- Postwar photo of Hecht (S 171), (former Type XXIII submarine U-2367). An identical sister ship of U-2368.

History

Nazi Germany
- Name: U-2368
- Ordered: 20 September 1944
- Builder: Deutsche Werft AG, Hamburg
- Yard number: 522
- Laid down: 15 December 1944
- Launched: 19 March 1945
- Commissioned: 11 April 1945
- Fate: Scuttled on 5 May 1945

General characteristics
- Class & type: Type XXIII submarine
- Displacement: 234 t (230 long tons) (surfaced); 258 t (254 long tons) (submerged);
- Length: 34.68 m (113 ft 9 in) (o/a); 26.00 m (85 ft 4 in) (p/h);
- Beam: 3.02 m (9 ft 11 in) (o/a); 3.00 m (9 ft 10 in) (p/h);
- Draught: 3.66 m (12 ft)
- Installed power: 575–630 PS (423–463 kW; 567–621 shp) (diesel drive); 580 PS (430 kW; 570 shp) (standard electric drive); 35 PS (26 kW; 35 shp) (silent electric drive);
- Propulsion: 1 × MWM RS134S 6-cylinder diesel engine; 1 × AEG GU4463-8 double-acting electric motor; 1 × BBC CCR188 electric creeping motor;
- Speed: 9.7 knots (18 km/h; 11 mph) (surfaced); 12.5 knots (23 km/h; 14 mph) (submerged);
- Range: 2,600 nautical miles (4,800 km; 3,000 mi) at 8 knots (15 km/h; 9.2 mph) surfaced; 194 nmi (359 km; 223 mi) at 4 knots (7.4 km/h; 4.6 mph) submerged;
- Test depth: 180 m (590 ft)
- Complement: 14–18
- Armament: 2 × 53.3 cm (21 in) bow torpedo tubes; 2 × torpedoes;

Service record
- Part of: 4th U-boat Flotilla; 11 April – 5 May 1945;
- Identification codes: M 51 418
- Commanders: Oblt.z.S. Fritz Ufermann; 11 April – 5 May 1945;
- Operations: None
- Victories: None

= German submarine U-2368 =

German World War II submarine

German submarine U-2368 was a Type XXIII U-boat of Nazi Germany's Kriegsmarine during World War II. It was ordered on 20 September 1944, and was laid down on 15 December 1944 at Deutsche Werft AG, Hamburg, as yard number 522. It was launched on 19 March 1945 and commissioned under the command of Oberleutnant zur See Fritz Ufermann on 11 April 1945.

==Design==
Like all Type XXIII U-boats, U-2368 had a displacement of 234 t when at the surface and 258 t while submerged.

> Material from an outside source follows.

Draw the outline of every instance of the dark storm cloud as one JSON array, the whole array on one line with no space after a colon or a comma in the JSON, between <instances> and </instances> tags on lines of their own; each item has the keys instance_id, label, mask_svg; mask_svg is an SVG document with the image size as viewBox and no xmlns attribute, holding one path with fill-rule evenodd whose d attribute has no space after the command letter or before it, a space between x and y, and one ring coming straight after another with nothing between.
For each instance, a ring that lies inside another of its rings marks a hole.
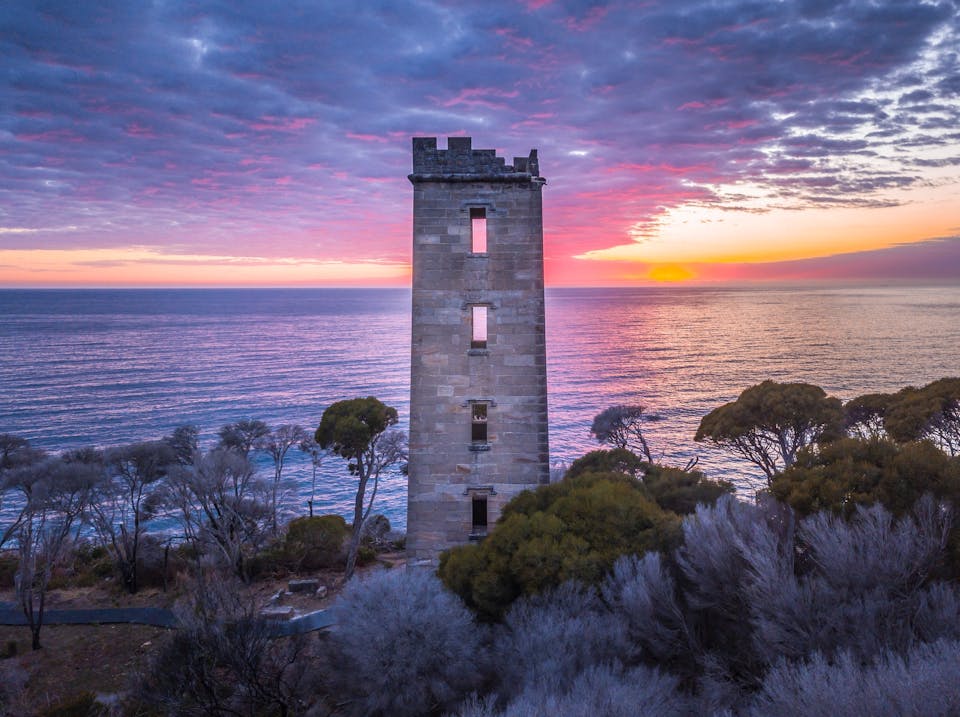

She had a total length of 34.68 m (o/a), a beam width of 3.02 m (o/a), and a draught depth of3.66 m. The submarine was powered by one MWM six-cylinder RS134S diesel engine providing 575–630 PS, one AEG GU4463-8 double-acting electric motor electric motor providing 580 PS, and one BBC silent running CCR188 electric motor providing 35 PS.

The submarine had a maximum surface speed of 9.7 kn and a submerged speed of 12.5 kn. When submerged, the boat could operate at 4 kn for 194 nmi; when surfaced, she could travel 2600 nmi at 8 kn. U-2368 was fitted with two 53.3 cm torpedo tubes in the bow. She could carry two preloaded torpedoes. The complement was 14 – 18 men. This class of U-boat did not carry a deck gun.

==Service history==
On 5 May 1945, U-2368 was scuttled in Gelting Bay near Gelting as part of Operation Regenbogen. The wreck was later raised and broken up.